When you click on a workflow step, you will get a view of all the parameter settings for that tool on the right-hand side of your screen (the Details section)

You can also change the parameter settings of your workflow here, and also do more advanced configuration.

Hiding intermediate outputs

We can tell Galaxy which outputs of a workflow are important and should be shown in our history when we run it, and which can be hidden.

By default, all outputs will be shown

Click the checkbox next to the outputs to mark them as important:

outfile in Unique tool

out_file1 in Group tool step

This should be the Group tool where we performed the counting, you can check which one that is by clicking on it and looking at the parameter settings in the Details box on the right.

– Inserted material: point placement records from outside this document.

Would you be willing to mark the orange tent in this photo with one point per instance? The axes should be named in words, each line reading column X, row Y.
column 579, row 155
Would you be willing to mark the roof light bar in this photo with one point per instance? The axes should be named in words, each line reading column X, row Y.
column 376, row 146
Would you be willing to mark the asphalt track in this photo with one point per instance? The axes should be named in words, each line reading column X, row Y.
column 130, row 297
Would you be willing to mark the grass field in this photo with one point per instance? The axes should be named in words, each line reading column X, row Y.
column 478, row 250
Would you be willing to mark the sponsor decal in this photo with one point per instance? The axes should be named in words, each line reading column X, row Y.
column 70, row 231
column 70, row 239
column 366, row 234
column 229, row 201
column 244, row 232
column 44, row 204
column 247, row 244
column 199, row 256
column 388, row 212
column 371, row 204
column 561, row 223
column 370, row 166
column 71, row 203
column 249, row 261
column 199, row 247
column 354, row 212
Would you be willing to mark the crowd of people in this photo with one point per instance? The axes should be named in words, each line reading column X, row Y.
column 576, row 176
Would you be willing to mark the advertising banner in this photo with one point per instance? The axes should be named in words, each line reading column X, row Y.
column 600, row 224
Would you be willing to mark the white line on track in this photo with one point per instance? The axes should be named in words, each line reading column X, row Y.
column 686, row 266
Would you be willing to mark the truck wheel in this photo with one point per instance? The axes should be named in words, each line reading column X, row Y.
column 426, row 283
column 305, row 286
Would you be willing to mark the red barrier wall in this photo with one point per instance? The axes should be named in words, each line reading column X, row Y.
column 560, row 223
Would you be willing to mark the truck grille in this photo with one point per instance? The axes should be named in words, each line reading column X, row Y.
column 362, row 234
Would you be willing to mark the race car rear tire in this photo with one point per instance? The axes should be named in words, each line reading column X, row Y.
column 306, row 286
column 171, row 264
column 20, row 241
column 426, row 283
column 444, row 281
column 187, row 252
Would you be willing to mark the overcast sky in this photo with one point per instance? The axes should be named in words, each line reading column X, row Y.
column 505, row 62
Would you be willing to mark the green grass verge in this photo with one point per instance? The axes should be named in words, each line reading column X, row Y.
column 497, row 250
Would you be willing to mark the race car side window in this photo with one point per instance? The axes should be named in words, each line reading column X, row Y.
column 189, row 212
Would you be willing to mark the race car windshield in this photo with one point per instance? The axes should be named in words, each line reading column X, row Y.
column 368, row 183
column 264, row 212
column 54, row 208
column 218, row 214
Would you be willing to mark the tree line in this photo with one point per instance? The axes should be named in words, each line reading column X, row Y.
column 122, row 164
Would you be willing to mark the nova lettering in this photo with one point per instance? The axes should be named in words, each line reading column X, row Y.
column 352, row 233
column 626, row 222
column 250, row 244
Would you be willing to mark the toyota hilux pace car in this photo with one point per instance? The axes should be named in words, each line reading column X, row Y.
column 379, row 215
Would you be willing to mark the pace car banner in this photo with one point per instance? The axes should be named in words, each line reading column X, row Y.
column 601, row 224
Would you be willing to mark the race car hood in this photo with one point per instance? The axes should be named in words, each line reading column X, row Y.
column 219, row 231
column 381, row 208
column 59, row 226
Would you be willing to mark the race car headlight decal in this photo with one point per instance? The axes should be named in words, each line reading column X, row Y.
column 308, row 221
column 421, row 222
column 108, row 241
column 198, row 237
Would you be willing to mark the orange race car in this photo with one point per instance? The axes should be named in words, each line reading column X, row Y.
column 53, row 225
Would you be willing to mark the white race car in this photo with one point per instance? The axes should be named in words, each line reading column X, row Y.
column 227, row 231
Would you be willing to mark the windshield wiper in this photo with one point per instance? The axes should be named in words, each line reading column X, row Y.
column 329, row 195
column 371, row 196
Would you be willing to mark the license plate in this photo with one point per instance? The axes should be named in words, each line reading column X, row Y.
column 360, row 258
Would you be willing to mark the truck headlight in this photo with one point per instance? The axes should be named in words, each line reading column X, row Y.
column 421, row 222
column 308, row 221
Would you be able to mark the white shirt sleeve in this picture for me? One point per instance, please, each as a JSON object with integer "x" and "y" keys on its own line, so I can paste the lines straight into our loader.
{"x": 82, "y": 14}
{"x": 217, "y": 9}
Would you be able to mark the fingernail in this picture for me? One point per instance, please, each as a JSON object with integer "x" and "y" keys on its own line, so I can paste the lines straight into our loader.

png in both Scatterplot w ggplot2 tool steps

Now, when we run the workflow, we will only see these final outputs

i.e. the two dataset with species, the dataset with number of samples by species and the two scatterplots.

When a workflow is executed, the user is usually primarily interested in the final product and not in all intermediate steps. By default all the outputs of a workflow will be shown, but we can explicitly tell Galaxy which outputs to show and which to hide for a given workflow. This behaviour is controlled by the little checkbox in front of every output dataset:

Renaming output datasets

When we performed the analysis manually, we often renamed output datasets to something more meaningful

We can do the same in a workflow (see the tip box below)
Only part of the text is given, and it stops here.